Se, de um lado, há críticas à utilização do material didático produzido por grupos privados em escolas públicas, de outro, algumas pesquisas recentes demonstram que os alunos que estudam em escolas que adotam essas apostilas tendem a ter um desempenho melhor na Prova Brasil. Esse fato é utilizado pelos grupos para reiterar a eficiência dos materiais produzidos por eles – argumento com o qual os defensores do fortalecimento da autonomia das escolas obviamente não concordam. Pesquisadores como o professor José Francisco Soares, da UFMG, no entanto, ponderam que a questão central aí é outra: a existência de material comum a toda a rede permite, entre outras coisas, estabelecer objetivos educacionais e unificar a formação docente, trabalhando sobre os mesmos conteúdos.
Mas Romualdo Portela ressalta que a venda de material didático e do pacote de serviços é apenas uma das linhas de atuação dos grupos educacionais em seu relacionamento com os sistemas públicos. Ele lembra o caso da rede pública de São José dos Campos que, graças a um financiamento do Instituto Embraer, firmou um convênio com o grupo mineiro Pitágoras para desenvolver e implementar um modelo de gestão.

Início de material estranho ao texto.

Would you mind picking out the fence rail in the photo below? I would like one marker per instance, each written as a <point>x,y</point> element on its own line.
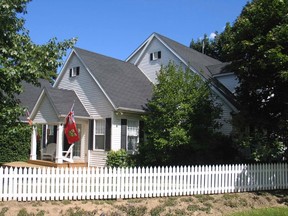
<point>27,184</point>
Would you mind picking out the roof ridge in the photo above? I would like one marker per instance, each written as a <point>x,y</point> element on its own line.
<point>186,47</point>
<point>105,56</point>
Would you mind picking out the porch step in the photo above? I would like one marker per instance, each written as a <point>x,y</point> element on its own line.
<point>97,158</point>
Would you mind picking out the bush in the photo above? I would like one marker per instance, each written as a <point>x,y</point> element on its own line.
<point>15,143</point>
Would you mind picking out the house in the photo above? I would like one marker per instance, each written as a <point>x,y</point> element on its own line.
<point>109,96</point>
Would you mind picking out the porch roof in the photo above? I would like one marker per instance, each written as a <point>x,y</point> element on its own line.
<point>61,102</point>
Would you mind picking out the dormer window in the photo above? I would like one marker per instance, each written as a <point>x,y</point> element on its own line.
<point>155,55</point>
<point>75,71</point>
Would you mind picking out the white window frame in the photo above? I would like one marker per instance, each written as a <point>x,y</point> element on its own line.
<point>73,71</point>
<point>155,55</point>
<point>99,132</point>
<point>132,131</point>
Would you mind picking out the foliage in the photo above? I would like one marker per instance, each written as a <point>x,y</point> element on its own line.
<point>181,118</point>
<point>259,54</point>
<point>119,158</point>
<point>258,148</point>
<point>21,60</point>
<point>15,143</point>
<point>216,47</point>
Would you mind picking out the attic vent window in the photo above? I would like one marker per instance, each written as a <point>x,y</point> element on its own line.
<point>75,71</point>
<point>155,56</point>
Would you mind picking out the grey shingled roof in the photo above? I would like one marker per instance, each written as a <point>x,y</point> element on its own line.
<point>30,94</point>
<point>193,58</point>
<point>123,82</point>
<point>63,100</point>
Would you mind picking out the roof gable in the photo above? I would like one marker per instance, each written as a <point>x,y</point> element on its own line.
<point>125,85</point>
<point>59,102</point>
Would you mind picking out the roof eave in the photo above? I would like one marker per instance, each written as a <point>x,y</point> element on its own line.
<point>131,110</point>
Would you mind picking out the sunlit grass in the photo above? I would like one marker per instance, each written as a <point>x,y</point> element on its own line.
<point>277,211</point>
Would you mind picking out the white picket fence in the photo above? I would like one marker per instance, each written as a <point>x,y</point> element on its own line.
<point>24,184</point>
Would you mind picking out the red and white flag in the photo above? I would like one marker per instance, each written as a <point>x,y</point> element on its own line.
<point>70,129</point>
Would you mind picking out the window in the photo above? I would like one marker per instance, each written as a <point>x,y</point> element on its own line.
<point>155,56</point>
<point>132,135</point>
<point>75,71</point>
<point>100,134</point>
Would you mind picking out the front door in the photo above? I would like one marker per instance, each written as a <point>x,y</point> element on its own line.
<point>77,145</point>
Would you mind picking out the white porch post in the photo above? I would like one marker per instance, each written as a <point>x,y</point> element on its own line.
<point>33,155</point>
<point>59,144</point>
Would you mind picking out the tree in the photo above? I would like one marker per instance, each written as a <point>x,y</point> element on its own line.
<point>259,54</point>
<point>181,118</point>
<point>215,47</point>
<point>21,60</point>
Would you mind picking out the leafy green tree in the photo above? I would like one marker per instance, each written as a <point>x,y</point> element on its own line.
<point>21,60</point>
<point>258,49</point>
<point>214,47</point>
<point>181,118</point>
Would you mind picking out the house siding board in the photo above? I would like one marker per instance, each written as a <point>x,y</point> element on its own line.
<point>150,68</point>
<point>90,94</point>
<point>46,112</point>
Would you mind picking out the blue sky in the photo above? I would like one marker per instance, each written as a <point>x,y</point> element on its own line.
<point>117,27</point>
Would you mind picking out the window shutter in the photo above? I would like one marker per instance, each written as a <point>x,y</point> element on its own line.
<point>44,128</point>
<point>123,133</point>
<point>108,134</point>
<point>141,132</point>
<point>55,133</point>
<point>91,134</point>
<point>77,71</point>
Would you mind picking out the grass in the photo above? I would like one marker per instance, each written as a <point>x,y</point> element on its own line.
<point>276,211</point>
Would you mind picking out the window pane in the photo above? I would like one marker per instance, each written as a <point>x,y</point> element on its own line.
<point>77,146</point>
<point>99,141</point>
<point>132,128</point>
<point>100,127</point>
<point>132,143</point>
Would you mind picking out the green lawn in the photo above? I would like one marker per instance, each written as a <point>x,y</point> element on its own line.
<point>277,211</point>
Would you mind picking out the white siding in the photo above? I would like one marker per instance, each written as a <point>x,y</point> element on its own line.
<point>45,113</point>
<point>136,55</point>
<point>116,128</point>
<point>230,81</point>
<point>150,68</point>
<point>87,90</point>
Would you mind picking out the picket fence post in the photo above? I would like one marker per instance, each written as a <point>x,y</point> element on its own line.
<point>32,184</point>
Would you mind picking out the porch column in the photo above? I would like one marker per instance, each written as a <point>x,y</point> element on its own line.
<point>59,144</point>
<point>33,155</point>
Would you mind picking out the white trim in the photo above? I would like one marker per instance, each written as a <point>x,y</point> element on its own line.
<point>62,69</point>
<point>224,74</point>
<point>119,109</point>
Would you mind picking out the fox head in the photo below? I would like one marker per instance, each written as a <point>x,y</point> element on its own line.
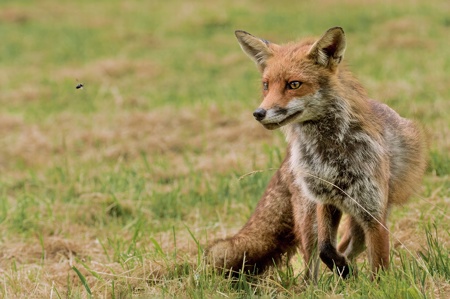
<point>294,75</point>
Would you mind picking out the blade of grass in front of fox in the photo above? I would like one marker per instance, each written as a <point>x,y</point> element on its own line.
<point>364,209</point>
<point>439,210</point>
<point>387,229</point>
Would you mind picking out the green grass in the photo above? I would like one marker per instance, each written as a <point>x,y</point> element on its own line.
<point>116,188</point>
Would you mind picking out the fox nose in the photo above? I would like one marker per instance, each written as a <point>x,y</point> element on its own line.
<point>259,114</point>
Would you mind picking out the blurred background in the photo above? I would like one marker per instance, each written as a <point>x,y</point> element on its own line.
<point>149,156</point>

Tal modelo já está sendo aplicado em Sorocaba "Passa-se, assim, da venda para a definição da gestão do sistema público", analisa Portela, que considera que, embora o movimento de aquisições de instituições educacionais por grandes grupos tenha "esfriado" recentemente, a tendência é que ele volte a se intensificar com o reaquecimento da economia.